II. Der kritische Charakter der Kritik der politischen Ökonomie
Durch die Form der Wissenschaftlichkeit kann also das Kritische einer Gesellschaftstheorie bei Ingo Elbe nicht begründet sein. Insofern scheint sich der erste Teil des Vorurteils des „Arbeiterbewegungssozialisten“ zu bestätigen. Aber es mag sein, dass sich aus dem Verständnis des Gegenstandes dieser Wissenschaft das Kritikpotential einer kritischen Gesellschaftstheorie ergibt. Die Wissenschaft, um die es sich handelt, ist die Kritik der politischen Ökonomie. Dankenswerter Weise wird dieser Gegenstand von Elbe näher charakterisiert. „Gegenstand dialektischer Darstellung in der Kritik der politischen Ökonomie ist die Struktur eines gesellschaftlichen Ganzen“, so schreibt Ingo Elbe S. 12, „sowie dessen strukturbedingte Entwicklungstendenzen, seine innere Historizität.“
Lesende mögen dem folgen, wundern sich aber über das „innere“. Wieso „innere Historizität“? Offenbar soll die innere Historizität dasselbe sein wie die strukturbedingten Entwicklungstendenzen. So beruhigen sich die Lesenden zunächst, weil sie sich einen ersten Eindruck verschafft haben, was Ingo Elbe meinen könnte. Sie schleppen aber Überlegungen im Unbewussten mit sich, die auf die Möglichkeit einer „äußeren Historizität“ hinweisen und bleiben unterirdisch mit der Frage beschäftigt, worin denn wohl eine äußere Historizität bestehen könnte. Dies Beunruhigung wird aber von Ingo Elbe gleich im nächsten Satz – je nachdem entweder vergrößert oder behoben. Denn der nächste Satz zeigt, dass hier unter Entwicklung etwas ganz anderes zu verstehen ist, als man sich zunächst vorstellen wollte. Elbe schreibt: „’Entwicklung’ (die Anführung soll zeigen, dass es sich um eine metatheoretische Erörterung handelt, Stephan Siemens) ‚Entwicklung’ der Formen des gesellschaftlichen Reichtums und Zwangs bezeichnet nicht die Rekonstruktion ihrer geschichtlichen Entstehung, sondern die Erklärung einer Struktur gleichzeitig existierender und sich wechselseitig (voraus)setzender Formen.“ Diese Entwicklung ist also nicht eine Entwicklung in der Zeit, sondern eine gedankliche Entwicklung. Eine „äußere Historizität“ würde sich in der Geschichte abspielen. Eine „innere Historizität“ spielt sich dagegen nur in der Darstellung der Theorie ab. Sie dient der Erklärung einer Struktur. Die Lesenden wissen nun, was äußere und innere Historizität bedeutet. Zu ihrer Verwunderung aber müssen sie feststellen, dass zum Gegenstand der Kritik der politischen Ökonomie nur die „innere Historizität“ gehören soll, nicht aber die äußere.

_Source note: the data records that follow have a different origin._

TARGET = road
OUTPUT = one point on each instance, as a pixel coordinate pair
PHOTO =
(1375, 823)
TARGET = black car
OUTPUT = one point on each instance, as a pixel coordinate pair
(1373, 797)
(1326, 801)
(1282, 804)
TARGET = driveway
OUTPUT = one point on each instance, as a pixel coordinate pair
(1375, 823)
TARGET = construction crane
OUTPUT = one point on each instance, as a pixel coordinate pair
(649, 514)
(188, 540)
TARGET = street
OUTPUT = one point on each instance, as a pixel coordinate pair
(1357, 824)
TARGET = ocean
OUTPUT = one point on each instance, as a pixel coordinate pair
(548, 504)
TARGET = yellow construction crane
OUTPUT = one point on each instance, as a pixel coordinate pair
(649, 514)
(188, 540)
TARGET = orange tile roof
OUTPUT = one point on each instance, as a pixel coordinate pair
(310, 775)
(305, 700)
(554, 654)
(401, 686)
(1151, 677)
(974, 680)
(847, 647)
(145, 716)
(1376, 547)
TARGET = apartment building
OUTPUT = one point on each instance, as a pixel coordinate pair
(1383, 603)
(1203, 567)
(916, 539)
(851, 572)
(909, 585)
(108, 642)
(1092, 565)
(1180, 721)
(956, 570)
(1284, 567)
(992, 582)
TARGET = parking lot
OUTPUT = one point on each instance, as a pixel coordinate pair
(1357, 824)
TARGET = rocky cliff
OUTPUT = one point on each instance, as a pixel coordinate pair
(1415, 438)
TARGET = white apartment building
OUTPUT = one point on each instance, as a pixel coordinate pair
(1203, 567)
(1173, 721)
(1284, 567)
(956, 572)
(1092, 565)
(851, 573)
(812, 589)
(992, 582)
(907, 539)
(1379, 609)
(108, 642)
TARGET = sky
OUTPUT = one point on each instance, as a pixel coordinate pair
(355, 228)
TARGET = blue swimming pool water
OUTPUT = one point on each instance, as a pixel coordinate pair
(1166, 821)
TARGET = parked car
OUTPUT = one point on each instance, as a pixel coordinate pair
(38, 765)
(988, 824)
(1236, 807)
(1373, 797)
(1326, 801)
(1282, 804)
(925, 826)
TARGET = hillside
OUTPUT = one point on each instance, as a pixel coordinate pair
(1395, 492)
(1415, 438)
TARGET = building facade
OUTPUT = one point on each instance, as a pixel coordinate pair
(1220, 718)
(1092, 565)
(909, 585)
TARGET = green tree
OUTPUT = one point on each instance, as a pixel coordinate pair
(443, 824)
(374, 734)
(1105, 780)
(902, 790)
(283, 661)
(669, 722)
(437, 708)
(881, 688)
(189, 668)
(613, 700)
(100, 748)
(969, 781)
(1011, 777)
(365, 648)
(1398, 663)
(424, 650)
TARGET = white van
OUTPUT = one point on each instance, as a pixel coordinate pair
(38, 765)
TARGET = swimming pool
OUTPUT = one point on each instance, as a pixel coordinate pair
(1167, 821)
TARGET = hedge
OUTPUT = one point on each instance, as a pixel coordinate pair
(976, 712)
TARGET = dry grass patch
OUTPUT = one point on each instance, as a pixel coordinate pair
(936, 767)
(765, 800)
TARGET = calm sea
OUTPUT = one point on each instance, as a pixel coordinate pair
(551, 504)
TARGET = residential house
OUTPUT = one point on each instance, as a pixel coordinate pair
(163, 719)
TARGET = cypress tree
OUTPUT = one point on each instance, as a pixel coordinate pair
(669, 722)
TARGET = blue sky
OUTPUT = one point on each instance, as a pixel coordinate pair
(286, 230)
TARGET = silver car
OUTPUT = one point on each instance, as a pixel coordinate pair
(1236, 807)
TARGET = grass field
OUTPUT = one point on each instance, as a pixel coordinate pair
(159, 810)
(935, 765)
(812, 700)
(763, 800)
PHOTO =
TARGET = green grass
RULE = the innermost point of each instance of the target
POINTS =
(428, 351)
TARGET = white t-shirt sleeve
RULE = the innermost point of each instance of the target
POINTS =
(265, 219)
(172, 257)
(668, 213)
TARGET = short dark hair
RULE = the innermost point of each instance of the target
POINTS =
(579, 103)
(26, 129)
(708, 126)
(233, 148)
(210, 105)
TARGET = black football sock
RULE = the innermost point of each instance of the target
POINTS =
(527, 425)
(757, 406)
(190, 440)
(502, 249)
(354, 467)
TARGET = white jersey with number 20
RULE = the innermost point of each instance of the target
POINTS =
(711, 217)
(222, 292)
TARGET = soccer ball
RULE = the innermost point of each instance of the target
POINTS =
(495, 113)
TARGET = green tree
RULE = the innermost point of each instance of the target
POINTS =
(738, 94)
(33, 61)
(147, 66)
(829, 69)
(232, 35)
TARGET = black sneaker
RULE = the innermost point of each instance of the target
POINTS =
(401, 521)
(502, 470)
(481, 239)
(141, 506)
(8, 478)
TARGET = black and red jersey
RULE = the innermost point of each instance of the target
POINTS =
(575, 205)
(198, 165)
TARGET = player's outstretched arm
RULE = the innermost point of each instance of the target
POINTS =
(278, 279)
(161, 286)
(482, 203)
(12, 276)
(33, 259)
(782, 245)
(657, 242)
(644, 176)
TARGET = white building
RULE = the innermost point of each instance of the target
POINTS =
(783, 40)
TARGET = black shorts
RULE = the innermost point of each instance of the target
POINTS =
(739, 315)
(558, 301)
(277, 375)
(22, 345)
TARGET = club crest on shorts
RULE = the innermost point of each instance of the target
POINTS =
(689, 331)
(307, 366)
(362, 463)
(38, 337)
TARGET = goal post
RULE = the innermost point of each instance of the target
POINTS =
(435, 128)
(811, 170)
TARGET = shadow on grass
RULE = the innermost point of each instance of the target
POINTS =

Das ist auch Elbe irgendwie unangenehm. Deswegen führt er ein rein rhetorisches „primär“ ein, das die Lesenden beschwichtigen soll, die eventuell auch an eine „äußere Historizität“ der kapitalistischen Gesellschaft glauben wollen. „Dialektische Darstellung ist primär“, so schreibt Ingo Elbe, „die begriffliche Reproduktion eines unter bestimmten, nicht vom System selbst gesetzten, Bedingungen produzierten und sich stets reproduzierenden Gegenstands (hervorgehoben von Stephan Siemens), der ‚an sich’ real existiert, aber ’für uns’, als begriffener Gegenstand, noch entfaltet werden muss.“ Im weiteren Artikel erweist sich das „primär“ als eine Floskel. Denn von einer anderen als der „inneren Historizität“ ist nicht mehr die Rede. Es ist – nach diesem Gedankengang – nicht primär so, wie Ingo Elbe den Lesenden glauben machen will, sondern es ist so, wenn man Ingo Elbe folgt. Denn er stellt das kapitalistische System als ein System dar, das sich stets reproduziert – und Punkt. Mit einer äußeren Historizität hat die innere nur insofern zu tun, als die innere der äußeren widerspricht. Das kapitalistische System mag seiner äußeren Historizität nach vergänglich sein; seiner inneren Historizität nach reproduziert es sich stets und ins Unendliche; es ist unvergänglich. Es bleibt. Aus dem kapitalistischen System heraus lassen sich keine Entwicklungstendenzen feststellen oder auch nur denken, die zur Überwindung des Systems der kapitalistischen Reproduktion führen müssten oder auch nur könnten. Wenn es also solche gibt, dann müssen das äußere „Bedingungen“ sein. Es müsste so etwas wie Gott sein, der von außen in die Geschichte eingreift.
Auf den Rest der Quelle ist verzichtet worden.